The META-LEVEL module, which imports META-MODULE, has several
built-in descent functions that provide useful and efficient ways of reducing
metalevel computations to object-level ones, as well as several useful
operations on sorts and kinds. Since, in general, these operations take
among their arguments the metarepresentations of modules, sorts, kinds, terms,
and so on,
the META-LEVEL modules also provides several built-in functions
for moving conveniently between reflection levels.
Notice that most of the operations in the module META-LEVEL are partial
(as explicitly stated by using the arrow ~> in the corresponding operator declaration).
This is due to the fact that they do not make sense on terms that, although
may be of the correct sort, for example, Module or Term, either are not
correct metarepresentations of modules or are not correct metarepresentations of terms
in the module provided as another argument.
Concerning partial operations, the criteria used to choose between using a supersort for the result and having an operator map to a kind is as follows.
If the error return value is built from constructors, say
op noParse : Nat -> ResultPair? [ctor] . op ambiguity : ResultPair ResultPair -> ResultPair? [ctor] .
it goes to a supersort. In some sense these are not errors, but merely exceptions or out-of-band results for which there is a carefully defined semantics.
The kind is reserved for nonconstructors which may not be able to reduce at all on illegal arguments, like, for example, in the function (notice the form of the arrow)

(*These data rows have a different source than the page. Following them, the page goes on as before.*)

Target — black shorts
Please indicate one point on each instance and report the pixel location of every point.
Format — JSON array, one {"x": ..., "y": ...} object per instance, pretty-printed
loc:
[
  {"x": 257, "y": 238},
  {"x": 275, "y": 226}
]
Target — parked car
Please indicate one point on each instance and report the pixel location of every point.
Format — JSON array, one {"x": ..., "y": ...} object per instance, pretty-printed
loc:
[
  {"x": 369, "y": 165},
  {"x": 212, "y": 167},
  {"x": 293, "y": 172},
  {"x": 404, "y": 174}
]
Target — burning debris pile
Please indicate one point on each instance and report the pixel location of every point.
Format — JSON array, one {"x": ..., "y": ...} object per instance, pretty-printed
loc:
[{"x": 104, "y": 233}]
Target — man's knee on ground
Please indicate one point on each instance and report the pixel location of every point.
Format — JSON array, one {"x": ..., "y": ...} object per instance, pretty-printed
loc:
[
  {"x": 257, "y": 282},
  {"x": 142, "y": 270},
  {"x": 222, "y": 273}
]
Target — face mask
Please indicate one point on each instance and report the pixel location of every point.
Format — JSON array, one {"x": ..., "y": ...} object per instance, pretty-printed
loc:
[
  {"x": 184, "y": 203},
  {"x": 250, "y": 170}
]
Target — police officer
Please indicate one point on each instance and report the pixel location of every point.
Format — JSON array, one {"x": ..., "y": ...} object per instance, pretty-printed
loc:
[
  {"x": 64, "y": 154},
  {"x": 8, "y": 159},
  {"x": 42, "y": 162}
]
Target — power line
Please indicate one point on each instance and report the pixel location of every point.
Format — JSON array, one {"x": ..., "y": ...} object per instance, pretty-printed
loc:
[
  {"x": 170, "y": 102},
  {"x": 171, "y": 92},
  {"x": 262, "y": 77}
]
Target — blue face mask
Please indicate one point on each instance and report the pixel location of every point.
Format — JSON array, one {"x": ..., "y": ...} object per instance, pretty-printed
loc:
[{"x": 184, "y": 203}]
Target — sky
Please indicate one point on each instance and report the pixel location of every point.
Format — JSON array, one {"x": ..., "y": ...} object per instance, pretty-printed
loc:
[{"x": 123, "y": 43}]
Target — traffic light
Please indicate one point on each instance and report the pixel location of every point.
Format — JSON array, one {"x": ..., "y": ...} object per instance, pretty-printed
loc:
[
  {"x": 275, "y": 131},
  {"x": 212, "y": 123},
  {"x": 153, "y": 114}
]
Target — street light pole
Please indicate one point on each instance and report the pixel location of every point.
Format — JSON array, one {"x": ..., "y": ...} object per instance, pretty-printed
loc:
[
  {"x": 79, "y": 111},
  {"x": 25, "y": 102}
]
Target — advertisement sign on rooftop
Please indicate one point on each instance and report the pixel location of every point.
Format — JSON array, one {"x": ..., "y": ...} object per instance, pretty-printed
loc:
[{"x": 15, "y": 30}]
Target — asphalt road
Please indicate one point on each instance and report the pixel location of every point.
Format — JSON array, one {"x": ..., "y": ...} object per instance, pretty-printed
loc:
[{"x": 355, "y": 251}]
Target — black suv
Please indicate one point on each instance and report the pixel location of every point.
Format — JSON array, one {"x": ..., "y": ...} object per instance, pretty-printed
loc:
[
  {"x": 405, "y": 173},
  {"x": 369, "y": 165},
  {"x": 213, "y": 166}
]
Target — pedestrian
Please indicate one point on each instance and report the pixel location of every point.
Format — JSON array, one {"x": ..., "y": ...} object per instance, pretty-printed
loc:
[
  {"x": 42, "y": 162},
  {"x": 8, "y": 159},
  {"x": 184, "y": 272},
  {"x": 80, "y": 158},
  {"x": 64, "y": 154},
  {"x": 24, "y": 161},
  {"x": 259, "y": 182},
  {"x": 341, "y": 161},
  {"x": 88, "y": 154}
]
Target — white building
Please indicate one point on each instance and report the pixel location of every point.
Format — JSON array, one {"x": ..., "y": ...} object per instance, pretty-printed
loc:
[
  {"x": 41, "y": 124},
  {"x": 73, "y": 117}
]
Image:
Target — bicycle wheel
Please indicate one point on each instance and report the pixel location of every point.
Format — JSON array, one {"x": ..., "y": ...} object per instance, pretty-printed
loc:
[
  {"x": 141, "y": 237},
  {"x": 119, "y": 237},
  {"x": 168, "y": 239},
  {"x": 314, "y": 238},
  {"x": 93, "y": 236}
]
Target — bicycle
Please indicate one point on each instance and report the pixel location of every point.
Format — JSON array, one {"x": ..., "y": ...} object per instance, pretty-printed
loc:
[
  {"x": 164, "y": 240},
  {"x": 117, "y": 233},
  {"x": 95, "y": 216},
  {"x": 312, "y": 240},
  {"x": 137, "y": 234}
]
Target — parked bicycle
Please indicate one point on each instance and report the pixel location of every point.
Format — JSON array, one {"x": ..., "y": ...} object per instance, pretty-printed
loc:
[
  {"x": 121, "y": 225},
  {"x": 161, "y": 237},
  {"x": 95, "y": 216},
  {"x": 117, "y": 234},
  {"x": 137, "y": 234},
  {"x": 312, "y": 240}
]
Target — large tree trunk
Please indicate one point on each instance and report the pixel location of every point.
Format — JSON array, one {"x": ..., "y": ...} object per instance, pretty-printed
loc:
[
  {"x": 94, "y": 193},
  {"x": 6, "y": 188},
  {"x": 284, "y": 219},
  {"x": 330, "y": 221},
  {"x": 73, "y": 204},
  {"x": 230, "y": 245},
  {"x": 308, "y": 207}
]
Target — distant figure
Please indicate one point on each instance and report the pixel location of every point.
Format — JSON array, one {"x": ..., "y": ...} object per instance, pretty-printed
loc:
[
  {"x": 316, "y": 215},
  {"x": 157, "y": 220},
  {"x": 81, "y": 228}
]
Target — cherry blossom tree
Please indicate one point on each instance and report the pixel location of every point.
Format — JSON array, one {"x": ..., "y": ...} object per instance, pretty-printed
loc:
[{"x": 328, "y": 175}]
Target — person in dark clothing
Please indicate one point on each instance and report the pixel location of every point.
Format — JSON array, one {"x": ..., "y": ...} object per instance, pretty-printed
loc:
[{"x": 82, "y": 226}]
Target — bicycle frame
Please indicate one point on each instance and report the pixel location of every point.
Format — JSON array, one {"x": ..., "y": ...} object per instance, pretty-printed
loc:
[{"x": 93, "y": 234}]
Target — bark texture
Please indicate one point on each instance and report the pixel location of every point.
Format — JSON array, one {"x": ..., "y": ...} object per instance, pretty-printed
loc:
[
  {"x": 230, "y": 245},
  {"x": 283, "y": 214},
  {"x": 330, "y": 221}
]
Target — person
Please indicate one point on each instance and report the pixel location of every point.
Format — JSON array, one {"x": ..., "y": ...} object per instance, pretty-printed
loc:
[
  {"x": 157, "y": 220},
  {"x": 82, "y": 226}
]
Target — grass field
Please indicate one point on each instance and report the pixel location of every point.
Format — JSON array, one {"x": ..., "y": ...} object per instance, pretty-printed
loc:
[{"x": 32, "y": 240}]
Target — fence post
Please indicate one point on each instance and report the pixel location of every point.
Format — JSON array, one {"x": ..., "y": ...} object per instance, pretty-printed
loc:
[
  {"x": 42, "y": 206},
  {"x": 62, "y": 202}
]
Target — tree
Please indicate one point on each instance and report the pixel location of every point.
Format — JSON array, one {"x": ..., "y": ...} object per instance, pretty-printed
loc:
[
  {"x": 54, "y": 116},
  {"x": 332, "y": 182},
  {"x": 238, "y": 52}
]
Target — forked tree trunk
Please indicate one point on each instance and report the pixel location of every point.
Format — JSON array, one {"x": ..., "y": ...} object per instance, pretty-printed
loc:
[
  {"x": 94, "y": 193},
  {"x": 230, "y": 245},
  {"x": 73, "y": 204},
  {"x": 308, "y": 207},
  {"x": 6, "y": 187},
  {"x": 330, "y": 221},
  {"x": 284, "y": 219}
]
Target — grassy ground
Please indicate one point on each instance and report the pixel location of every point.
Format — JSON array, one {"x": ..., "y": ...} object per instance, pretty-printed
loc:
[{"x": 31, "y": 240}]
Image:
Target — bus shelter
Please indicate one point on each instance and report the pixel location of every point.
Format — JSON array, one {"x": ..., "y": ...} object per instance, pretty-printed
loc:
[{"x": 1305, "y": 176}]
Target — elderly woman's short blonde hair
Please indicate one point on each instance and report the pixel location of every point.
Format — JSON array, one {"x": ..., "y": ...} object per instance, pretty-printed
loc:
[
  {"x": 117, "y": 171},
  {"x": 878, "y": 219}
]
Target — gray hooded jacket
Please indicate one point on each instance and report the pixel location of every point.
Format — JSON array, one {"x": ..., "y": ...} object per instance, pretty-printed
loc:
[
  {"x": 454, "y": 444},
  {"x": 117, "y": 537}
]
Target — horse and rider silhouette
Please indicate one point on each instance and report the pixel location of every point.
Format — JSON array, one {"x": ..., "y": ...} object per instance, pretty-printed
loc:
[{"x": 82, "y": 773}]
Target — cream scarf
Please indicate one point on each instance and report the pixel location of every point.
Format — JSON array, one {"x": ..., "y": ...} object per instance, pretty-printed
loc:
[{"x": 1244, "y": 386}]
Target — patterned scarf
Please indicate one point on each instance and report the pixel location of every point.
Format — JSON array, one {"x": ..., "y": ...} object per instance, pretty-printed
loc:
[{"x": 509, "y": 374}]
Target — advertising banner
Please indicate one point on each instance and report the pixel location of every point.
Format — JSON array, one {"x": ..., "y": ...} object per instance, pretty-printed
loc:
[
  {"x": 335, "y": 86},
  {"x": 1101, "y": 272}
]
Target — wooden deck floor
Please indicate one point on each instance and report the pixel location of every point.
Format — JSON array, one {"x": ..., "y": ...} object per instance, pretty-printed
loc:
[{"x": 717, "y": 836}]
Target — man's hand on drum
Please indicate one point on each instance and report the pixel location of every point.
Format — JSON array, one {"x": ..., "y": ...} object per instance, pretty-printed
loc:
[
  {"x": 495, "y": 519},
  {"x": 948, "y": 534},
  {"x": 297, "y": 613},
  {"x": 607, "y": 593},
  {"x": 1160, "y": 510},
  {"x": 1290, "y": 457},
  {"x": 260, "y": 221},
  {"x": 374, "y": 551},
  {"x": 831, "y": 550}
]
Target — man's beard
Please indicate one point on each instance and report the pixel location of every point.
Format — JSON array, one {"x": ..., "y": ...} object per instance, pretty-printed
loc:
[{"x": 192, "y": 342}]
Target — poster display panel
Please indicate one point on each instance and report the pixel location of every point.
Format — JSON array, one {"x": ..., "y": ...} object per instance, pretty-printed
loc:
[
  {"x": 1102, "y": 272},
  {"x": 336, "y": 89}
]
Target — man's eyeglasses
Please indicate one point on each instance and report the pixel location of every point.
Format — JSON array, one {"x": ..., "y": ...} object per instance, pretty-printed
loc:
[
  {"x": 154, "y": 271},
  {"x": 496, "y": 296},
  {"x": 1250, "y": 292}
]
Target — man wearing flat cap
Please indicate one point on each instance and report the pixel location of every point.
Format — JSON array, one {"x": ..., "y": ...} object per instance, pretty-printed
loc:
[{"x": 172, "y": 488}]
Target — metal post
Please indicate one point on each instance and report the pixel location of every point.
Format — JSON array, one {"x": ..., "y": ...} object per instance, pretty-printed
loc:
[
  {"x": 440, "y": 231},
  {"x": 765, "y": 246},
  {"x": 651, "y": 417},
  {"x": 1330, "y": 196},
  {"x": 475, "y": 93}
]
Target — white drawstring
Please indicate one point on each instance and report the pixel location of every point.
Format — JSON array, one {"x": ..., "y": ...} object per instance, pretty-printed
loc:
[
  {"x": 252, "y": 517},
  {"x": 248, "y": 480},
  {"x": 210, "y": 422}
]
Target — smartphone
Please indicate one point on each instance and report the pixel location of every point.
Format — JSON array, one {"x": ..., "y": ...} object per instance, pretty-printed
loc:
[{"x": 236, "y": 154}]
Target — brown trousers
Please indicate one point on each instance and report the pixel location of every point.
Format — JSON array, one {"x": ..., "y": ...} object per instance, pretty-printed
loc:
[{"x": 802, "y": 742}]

op metaParse : Module QidList Type? ~> ResultPair? [special (...)] .
In this second case, an expression that does not evaluate to the appropriate sort represents a real error.
So, for example, a call to metaParse with an ill-formed module would produce an unreduced term metaParse(...) in the kind, whereas a call to metaParse with valid arguments but a list of tokens that could not be parsed to a term of the desired type in the metamodule would produce a term noParse(...) of sort ResultPair? indicating where the parse first failed.